SecA is an essential ATP-driven motor protein that binds to preproteins and the translocon to promote protein translocation across the eubacterial plasma membrane. Escherichia coli SecA contains seven conserved motifs characteristic of superfamily II of DNA and RNA helicases, and it has been shown previously to possess RNA helicase activity. SecA has also been shown to be an autogenous repressor that binds to its translation initiation region on secM-secA mRNA, thereby blocking and dissociating 30 S ribosomal subunits. Here we show that SecA is an ATP-dependent helicase that unwinds a mimic of the repressor helix of secM-secA mRNA. Mutational analysis of the seven conserved helicase motifs in SecA allowed us to identify mutants that uncouple SecA-dependent protein translocation activity from its helicase activity. Helicase-defective secA mutants displayed normal protein translocation activity and autogenous repression of secA in vivo. Our studies indicate that SecA helicase activity is nonessential and does not appear to be necessary for efficient protein secretion and secA autoregulation.     
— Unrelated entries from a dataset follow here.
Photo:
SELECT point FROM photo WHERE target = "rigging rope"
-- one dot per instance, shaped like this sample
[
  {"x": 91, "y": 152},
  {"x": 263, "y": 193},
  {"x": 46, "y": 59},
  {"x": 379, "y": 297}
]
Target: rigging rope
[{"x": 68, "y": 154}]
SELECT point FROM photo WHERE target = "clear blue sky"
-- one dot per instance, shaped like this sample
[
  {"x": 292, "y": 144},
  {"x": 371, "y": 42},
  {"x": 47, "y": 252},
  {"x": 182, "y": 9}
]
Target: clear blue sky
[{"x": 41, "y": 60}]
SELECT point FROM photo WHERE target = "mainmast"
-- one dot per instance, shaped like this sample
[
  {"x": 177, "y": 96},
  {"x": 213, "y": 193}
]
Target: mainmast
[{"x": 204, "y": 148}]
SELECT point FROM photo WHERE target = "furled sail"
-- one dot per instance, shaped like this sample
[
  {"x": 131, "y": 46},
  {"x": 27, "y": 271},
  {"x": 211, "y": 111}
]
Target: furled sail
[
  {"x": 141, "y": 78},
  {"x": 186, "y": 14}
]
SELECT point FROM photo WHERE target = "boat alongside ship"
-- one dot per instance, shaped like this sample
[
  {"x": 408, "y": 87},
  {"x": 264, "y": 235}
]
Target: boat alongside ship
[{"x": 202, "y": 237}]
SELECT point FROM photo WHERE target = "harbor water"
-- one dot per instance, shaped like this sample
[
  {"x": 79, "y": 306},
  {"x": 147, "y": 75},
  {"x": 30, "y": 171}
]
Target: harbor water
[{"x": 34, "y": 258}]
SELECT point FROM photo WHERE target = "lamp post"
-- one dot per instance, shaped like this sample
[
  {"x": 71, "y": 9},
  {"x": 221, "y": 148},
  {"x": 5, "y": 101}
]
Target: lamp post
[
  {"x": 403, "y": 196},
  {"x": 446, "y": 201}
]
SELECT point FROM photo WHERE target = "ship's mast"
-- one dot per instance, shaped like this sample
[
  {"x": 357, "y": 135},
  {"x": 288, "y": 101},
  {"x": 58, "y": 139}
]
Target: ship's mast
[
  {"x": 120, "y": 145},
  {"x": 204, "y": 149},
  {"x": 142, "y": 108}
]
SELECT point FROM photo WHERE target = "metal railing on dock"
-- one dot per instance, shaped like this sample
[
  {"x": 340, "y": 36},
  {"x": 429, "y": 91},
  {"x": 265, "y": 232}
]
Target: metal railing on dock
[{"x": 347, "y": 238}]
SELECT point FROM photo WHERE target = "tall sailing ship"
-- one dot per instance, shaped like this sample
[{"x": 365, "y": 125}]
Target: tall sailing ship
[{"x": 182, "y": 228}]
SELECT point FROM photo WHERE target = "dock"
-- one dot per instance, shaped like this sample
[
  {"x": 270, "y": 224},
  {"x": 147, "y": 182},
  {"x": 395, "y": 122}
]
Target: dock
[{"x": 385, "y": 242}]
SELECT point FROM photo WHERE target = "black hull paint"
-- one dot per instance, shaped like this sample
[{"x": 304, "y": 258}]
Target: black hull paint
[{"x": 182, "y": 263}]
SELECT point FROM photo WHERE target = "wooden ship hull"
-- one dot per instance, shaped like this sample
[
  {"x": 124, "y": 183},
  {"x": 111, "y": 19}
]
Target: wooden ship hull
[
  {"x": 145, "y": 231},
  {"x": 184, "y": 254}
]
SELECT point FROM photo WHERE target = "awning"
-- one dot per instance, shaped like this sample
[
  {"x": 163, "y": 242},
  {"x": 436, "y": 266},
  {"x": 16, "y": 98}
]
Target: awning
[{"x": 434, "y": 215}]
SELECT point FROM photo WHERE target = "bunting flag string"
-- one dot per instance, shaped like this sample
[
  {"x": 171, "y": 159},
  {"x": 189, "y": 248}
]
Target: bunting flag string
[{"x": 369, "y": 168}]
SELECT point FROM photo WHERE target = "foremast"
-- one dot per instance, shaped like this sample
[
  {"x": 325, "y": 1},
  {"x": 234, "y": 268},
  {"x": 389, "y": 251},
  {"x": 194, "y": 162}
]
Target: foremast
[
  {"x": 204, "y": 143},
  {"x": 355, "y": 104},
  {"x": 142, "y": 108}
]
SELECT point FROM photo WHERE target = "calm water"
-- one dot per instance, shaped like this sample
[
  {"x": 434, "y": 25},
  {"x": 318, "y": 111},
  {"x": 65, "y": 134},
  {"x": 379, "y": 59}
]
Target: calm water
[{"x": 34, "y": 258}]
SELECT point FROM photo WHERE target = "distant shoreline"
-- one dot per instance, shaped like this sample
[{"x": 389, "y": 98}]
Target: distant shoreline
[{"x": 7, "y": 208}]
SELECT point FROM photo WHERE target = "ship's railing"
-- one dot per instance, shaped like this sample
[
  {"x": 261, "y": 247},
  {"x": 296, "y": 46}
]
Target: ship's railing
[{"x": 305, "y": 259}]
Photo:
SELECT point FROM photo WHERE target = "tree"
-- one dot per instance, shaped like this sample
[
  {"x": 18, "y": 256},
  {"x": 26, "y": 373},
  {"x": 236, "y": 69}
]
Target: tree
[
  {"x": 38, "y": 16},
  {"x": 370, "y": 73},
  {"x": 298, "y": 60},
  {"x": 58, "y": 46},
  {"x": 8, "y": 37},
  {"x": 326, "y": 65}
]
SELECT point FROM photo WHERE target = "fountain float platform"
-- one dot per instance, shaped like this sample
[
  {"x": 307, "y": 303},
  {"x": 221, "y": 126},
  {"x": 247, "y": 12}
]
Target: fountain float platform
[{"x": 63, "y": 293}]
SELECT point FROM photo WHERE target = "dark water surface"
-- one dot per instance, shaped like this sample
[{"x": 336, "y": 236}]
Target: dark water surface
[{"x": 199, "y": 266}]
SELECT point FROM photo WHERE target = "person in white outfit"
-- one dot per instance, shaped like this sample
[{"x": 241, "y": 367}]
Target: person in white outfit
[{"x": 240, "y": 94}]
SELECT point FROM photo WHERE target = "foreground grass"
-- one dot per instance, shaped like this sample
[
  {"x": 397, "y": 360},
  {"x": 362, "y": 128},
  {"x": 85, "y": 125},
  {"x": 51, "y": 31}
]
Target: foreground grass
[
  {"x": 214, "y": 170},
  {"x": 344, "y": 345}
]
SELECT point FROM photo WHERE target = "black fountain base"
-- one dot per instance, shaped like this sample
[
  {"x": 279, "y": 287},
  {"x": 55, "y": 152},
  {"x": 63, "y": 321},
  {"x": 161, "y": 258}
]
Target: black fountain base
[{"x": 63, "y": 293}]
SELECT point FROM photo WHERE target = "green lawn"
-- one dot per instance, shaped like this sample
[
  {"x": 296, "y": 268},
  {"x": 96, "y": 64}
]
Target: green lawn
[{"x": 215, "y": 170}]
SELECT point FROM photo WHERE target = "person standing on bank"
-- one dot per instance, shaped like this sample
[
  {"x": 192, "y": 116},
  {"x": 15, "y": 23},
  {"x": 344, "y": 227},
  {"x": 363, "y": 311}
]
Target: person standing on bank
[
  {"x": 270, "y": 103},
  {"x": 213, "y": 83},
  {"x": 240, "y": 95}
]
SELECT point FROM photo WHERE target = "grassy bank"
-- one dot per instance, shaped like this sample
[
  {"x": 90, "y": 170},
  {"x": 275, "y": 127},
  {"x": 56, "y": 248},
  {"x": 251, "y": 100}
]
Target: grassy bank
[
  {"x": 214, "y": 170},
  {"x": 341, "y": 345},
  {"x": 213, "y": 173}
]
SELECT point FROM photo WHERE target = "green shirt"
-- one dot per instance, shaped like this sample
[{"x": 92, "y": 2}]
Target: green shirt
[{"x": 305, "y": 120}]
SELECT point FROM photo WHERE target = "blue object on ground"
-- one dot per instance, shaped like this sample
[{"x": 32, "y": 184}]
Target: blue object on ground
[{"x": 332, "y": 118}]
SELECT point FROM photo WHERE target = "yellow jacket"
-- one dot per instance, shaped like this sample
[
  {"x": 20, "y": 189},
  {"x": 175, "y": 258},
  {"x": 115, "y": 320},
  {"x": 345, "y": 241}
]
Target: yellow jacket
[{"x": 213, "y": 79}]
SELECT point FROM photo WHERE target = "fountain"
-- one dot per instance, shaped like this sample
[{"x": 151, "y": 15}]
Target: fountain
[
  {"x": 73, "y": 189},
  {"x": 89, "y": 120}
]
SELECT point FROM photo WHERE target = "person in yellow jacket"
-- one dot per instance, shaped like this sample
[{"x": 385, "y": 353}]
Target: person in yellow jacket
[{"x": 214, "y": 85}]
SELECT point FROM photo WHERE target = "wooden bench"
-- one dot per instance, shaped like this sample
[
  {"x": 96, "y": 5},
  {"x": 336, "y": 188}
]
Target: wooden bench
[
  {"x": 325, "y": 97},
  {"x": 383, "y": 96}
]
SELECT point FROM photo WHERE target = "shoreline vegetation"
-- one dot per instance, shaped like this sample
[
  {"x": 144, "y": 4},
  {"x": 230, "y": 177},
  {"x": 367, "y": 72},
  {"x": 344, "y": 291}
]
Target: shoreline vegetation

Tyr-326 plays a critical role in controlling SecA-preprotein interaction

SecA is an essential ATP-dependent motor protein that interacts with the preprotein and translocon to drive protein translocation across the eubacterial plasma membrane. A region containing residues 267-340 has been proposed to comprise the preprotein binding site of Escherichia coli SecA. To elucidate the function of this region further, we isolated mutants using a combination of region-specific polymerase chain reaction (PCR) mutagenesis and a genetic and biochemical screening procedure. Although this region displayed considerable plasticity based on phylogenetic and genetic analysis, Tyr-326 was found to be critical for SecA function. secA mutants with non-conservative substitutions at Tyr-326 showed strong protein secretion defects in vivo and were completely defective for SecA-dependent translocation ATPase activity in vitro. The SecA-Y326 mutant proteins were normal in their membrane, SecYE and nucleotide-binding properties. However, they exhibited a reduced affinity for preprotein and were defective in preprotein release, as assessed by several biochemical assays. Our results indicate that the region containing Tyr-326 functions as a conformational response element to regulate the preprotein binding and release cycle of SecA.